The Tribunal's crucial legal reasoning is preserved verbatim as follows:

"It is settled law that the consistent method followed can be changed only if there is a change of facts or law. There are various decisions of Hon'ble Apex Court in this regard including that from Radhasoami Satsang (supra). In the present case, there is no case that there is a change of law or there is a change in fact. It is also not the case that TNMM method which has been consistently applied in past was totally wrong method."

"The Transfer Pricing Officer while justifying the change stated that in T.P. report assessee has benchmarked the transaction under TNMM, no verifiable data has been provided to substantiate the method used. Hence, from the above discussion, we find that no cogent reason has been pointed out by the authorities below that the TNMM method applied earlier was not in accordance with the mandate of law as above."
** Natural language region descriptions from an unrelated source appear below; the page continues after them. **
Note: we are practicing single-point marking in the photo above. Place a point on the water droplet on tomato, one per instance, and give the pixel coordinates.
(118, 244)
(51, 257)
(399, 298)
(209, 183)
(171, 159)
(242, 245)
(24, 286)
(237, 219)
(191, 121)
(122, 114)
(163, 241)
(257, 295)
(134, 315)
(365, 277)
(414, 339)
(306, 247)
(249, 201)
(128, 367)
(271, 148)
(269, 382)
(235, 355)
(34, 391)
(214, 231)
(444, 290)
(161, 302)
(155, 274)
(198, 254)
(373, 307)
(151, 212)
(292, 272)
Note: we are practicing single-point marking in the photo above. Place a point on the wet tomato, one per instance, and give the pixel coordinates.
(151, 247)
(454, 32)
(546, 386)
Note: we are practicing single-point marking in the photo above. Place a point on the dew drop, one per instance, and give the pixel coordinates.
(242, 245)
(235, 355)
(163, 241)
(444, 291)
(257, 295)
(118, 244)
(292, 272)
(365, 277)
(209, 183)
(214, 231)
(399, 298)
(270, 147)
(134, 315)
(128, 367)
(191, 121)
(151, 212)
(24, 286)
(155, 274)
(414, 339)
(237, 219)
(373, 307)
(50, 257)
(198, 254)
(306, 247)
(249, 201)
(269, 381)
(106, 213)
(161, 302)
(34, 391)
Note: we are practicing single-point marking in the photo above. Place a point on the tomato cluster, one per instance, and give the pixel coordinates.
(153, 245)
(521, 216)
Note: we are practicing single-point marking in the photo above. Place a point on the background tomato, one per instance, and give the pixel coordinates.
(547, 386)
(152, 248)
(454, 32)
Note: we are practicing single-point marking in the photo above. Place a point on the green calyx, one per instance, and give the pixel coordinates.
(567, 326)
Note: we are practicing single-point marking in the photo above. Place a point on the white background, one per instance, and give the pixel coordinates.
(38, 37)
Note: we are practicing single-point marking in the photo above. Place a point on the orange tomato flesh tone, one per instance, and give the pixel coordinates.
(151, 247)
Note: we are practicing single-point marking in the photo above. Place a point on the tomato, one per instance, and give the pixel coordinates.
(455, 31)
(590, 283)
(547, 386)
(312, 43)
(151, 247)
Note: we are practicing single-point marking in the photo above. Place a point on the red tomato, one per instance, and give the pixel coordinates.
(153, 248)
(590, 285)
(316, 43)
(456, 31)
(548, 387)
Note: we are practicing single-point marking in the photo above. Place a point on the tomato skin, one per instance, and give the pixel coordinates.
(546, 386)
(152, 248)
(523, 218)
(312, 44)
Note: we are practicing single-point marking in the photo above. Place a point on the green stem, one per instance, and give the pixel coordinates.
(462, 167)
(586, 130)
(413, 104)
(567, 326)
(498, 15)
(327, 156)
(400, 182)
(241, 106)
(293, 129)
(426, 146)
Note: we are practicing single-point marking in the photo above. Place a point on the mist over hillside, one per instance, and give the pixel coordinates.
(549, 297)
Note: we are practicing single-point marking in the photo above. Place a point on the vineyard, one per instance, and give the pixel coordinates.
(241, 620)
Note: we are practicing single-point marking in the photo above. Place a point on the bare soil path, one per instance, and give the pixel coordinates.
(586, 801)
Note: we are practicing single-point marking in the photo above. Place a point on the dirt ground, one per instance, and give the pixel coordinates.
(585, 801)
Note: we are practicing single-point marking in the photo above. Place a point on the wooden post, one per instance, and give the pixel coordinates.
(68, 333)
"It is settled law that res judicata does not apply to taxation proceedings but it has fairly often been held by the higher courts including by the Hon'ble Apex Court that the consistency should be maintained in the assessment proceedings. A consistently applied method can be changed only if there is a change in facts and law."

"By no means it is justified to keep on finding a method for addition by trial and error method. Accordingly, on the anvil of aforesaid Hon'ble Apex Court's decision as discussed hereinabove, we hold that there was no justification in rejecting the TNMM method applied by the assessee as in the preceding year."
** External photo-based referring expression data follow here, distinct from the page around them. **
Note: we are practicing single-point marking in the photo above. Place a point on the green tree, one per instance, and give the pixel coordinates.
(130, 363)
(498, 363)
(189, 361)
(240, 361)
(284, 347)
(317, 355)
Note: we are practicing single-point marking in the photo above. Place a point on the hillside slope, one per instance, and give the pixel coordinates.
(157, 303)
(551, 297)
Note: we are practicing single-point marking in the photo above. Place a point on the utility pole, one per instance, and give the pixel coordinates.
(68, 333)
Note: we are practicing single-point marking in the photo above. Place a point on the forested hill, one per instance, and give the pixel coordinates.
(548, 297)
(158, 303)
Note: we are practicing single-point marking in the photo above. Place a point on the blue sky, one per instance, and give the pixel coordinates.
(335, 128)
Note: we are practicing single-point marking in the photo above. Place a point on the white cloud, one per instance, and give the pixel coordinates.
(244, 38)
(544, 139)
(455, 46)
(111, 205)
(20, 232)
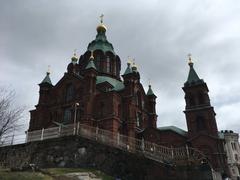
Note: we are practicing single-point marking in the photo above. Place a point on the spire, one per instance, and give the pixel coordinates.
(74, 58)
(134, 66)
(91, 63)
(47, 77)
(129, 68)
(101, 42)
(150, 92)
(101, 28)
(192, 75)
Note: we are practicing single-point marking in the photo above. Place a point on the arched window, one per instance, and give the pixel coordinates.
(98, 63)
(101, 109)
(67, 115)
(138, 119)
(191, 100)
(108, 65)
(200, 123)
(139, 100)
(114, 67)
(201, 99)
(119, 110)
(70, 92)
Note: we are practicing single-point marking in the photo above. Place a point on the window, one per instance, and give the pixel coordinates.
(200, 98)
(234, 146)
(119, 110)
(108, 65)
(138, 119)
(200, 123)
(236, 157)
(69, 92)
(191, 101)
(114, 68)
(139, 100)
(98, 62)
(101, 109)
(67, 116)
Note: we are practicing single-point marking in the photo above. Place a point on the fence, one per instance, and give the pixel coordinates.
(148, 149)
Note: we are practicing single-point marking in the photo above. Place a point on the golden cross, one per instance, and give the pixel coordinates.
(101, 18)
(129, 60)
(75, 52)
(48, 71)
(149, 83)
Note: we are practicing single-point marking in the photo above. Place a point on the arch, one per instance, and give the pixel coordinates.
(200, 123)
(70, 92)
(201, 99)
(67, 116)
(191, 100)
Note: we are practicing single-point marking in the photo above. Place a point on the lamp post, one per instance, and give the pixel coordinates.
(75, 118)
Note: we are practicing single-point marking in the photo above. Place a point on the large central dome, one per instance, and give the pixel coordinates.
(101, 42)
(106, 61)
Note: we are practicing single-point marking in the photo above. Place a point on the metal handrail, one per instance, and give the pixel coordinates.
(148, 149)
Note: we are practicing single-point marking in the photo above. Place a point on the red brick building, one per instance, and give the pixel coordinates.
(92, 92)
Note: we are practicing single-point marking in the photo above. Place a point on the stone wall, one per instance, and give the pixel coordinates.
(80, 152)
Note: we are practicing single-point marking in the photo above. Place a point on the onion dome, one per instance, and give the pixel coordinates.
(47, 79)
(193, 78)
(74, 58)
(129, 69)
(134, 67)
(91, 63)
(101, 42)
(150, 92)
Core principles established include:

  • The principle of consistency in transfer pricing methodology must be respected unless there is a change in law or facts.
  • The choice of the most appropriate method under section 92C(1) must be supported by cogent reasons when deviated from prior accepted methods.
  • The TNMM method, when consistently applied and accepted, cannot be summarily rejected in favor of CUP without adequate justification.
  • Internal CUP method cannot be mechanically applied ignoring significant differences in transaction characteristics.

Final determinations on each issue:

  • The transfer pricing adjustment of INR 15,93,35,145/- based on CUP method was set aside.
  • TNMM method was held to be the most appropriate method for benchmarking the appellant's international transactions of export of goods.
  • The matter was remanded to the AO for determination of ALP as per TNMM method.
  • The ground challenging the validity of the assessment order was withdrawn and not adjudicated.
  • Penalty proceedings under section 270A were not specifically addressed in the final order due to the appeal being allowed for statistical purposes.